Шестая, кстати, оказалась очень любопытной, и о «моём» мире слушала с не меньшим интересом, чем я — о стеллингах (надо перейти уже на географию/историю/политику).
Кстати, Система, за мои потуги, наградила ещё одним очком:
…познание +1…
В общем, я отдыхал, набирался сил и потихоньку шёл на поправку…
Я ещё не знал, но, пройдя своё… кхм, «крещение огнём», «первый боевой вылет» (тогда уж «пролёт»), в общем, моя относительно спокойная жизнь в уютной пещерке (об этом расскажу чуть позже) подходила к концу, чтобы взять новое крутое пике…
_________________
[1] Каваюсь — глагол от яп. «Кавай» — «умиляюсь».
[2] Mass Effect — культовая игра (серия) от Bioware. РПГ, в жанре научной (около) фантастики. Одна из особенностей — колёсико выбора ответов.

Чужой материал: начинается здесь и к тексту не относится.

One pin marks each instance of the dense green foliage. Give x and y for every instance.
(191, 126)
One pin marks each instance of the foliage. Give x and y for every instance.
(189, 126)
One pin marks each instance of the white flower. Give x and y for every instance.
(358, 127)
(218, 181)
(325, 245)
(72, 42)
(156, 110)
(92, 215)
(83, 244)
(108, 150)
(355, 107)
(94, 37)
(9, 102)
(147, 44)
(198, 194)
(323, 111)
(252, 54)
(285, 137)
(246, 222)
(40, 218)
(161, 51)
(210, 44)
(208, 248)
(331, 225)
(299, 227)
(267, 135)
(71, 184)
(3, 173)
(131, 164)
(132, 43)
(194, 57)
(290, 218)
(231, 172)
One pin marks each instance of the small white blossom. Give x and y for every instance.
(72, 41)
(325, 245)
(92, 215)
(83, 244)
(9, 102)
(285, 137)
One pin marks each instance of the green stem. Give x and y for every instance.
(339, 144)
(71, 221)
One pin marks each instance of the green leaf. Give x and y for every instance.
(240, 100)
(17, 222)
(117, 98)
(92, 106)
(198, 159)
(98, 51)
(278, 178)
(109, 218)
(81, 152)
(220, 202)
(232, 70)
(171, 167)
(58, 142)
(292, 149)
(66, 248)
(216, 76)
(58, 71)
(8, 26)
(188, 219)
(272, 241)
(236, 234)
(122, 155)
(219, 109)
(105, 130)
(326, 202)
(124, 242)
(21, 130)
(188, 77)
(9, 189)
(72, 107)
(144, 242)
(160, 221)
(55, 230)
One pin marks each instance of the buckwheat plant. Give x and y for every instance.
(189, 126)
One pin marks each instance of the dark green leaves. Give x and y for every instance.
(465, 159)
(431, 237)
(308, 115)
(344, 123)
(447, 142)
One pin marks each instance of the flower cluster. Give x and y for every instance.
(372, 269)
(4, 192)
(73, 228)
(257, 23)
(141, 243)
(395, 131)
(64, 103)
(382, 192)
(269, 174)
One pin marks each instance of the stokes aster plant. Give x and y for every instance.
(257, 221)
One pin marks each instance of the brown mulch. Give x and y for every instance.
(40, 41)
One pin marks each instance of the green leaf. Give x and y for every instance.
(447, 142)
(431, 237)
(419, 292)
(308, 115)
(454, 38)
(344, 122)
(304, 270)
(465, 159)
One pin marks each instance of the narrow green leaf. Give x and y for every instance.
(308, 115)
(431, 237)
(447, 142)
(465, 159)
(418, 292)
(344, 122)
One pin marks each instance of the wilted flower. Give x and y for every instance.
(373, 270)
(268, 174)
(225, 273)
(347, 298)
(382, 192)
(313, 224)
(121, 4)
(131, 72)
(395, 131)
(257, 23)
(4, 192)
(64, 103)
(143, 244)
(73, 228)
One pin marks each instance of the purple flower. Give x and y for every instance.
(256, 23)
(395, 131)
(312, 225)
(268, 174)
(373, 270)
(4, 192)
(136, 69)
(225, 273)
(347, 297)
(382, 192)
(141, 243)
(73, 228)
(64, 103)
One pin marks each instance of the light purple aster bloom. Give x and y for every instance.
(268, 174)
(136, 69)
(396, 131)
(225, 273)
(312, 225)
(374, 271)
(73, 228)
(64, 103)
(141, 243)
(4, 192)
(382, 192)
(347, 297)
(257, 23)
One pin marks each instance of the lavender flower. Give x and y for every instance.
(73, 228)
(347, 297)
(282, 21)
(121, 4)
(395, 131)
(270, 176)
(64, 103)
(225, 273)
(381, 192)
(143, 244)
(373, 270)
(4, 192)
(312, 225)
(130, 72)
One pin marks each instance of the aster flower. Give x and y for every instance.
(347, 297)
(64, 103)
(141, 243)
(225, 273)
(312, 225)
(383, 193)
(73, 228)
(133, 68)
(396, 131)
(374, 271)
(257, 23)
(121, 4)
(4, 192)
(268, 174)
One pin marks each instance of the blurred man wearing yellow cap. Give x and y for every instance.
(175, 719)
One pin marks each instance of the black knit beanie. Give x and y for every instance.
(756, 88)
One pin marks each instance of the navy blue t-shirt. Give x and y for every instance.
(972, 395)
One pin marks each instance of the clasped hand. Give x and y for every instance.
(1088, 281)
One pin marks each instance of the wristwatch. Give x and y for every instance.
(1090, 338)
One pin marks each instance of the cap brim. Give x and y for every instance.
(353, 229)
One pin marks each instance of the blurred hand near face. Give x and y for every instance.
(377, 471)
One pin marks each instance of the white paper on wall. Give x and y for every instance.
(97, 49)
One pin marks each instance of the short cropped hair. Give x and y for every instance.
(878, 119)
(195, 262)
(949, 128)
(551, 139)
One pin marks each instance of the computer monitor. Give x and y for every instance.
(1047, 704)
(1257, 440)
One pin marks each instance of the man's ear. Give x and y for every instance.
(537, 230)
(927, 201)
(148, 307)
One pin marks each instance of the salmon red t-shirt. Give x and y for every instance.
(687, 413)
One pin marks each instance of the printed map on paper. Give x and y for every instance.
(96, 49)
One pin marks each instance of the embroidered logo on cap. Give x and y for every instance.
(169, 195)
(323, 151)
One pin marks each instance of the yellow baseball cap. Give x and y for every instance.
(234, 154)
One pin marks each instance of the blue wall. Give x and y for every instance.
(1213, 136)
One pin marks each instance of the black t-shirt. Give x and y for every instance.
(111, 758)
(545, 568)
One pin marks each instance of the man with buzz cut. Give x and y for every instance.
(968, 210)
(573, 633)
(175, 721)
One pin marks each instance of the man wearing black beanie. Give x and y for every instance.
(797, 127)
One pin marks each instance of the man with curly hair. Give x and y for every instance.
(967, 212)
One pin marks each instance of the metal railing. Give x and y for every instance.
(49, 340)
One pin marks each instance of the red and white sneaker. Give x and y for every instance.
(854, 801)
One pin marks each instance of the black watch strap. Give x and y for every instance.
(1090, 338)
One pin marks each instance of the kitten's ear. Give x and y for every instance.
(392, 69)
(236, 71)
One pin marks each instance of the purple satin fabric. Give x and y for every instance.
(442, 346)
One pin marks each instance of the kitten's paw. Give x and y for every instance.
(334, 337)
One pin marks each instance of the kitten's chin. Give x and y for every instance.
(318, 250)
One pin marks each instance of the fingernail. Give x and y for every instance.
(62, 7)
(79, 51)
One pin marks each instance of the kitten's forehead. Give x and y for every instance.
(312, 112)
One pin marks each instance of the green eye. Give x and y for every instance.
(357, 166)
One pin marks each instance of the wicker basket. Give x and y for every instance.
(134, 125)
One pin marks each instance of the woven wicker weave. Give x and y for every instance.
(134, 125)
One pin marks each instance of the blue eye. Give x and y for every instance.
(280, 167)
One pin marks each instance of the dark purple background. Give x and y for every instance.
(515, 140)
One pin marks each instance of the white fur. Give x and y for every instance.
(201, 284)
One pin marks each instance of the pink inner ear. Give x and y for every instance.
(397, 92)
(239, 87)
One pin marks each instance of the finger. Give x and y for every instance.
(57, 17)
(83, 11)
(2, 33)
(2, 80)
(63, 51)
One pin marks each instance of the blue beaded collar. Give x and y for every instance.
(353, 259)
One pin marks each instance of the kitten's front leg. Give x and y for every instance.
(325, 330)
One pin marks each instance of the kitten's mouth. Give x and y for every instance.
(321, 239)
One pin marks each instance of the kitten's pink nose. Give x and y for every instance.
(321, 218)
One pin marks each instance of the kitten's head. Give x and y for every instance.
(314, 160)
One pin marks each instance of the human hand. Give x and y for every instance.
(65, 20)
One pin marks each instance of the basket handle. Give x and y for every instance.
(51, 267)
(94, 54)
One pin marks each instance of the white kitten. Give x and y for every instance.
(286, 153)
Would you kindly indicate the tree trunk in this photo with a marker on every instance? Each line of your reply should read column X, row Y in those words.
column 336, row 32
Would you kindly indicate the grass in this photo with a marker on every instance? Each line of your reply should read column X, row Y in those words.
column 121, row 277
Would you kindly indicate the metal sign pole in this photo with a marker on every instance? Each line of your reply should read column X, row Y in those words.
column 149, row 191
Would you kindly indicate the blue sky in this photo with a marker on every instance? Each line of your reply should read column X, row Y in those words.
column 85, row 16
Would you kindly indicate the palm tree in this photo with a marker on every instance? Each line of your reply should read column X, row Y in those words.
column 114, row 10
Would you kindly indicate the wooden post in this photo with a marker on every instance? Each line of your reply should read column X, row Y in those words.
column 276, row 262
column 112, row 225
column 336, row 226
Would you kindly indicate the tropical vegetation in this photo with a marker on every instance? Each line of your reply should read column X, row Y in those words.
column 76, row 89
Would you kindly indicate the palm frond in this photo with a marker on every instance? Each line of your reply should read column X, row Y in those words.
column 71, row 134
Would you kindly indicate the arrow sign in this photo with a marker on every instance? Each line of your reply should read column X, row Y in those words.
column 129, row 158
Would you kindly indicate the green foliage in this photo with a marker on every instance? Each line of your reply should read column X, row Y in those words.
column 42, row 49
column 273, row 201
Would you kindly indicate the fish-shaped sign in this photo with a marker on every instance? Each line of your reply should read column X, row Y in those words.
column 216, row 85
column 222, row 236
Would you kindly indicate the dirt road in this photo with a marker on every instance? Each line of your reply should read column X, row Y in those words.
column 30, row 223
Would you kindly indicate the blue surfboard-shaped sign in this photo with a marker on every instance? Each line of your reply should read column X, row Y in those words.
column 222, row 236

[3] «Что-то я изменилась за лето…» — отсылка к крылатому мему, который пошёл из среды фанатов Гарри Поттера. А если точнее — из среды пишущих/читающих фанфики. В оригинале звучал как «Что-то Гермиона изменилась за лето…». Дальнейшее развитие событий, как правило, носило порнографический характер.
[4] «Оу, майн гад! Энгель Хурен!» — микс из немецких и английских ругательств. «О, боже мой! Ангельское дерьмо!».
[5] Лоликонщик — от яп. «Лоликон» (Loli complex) — человек, двинутый от девочек с неполовозрелой внешностью.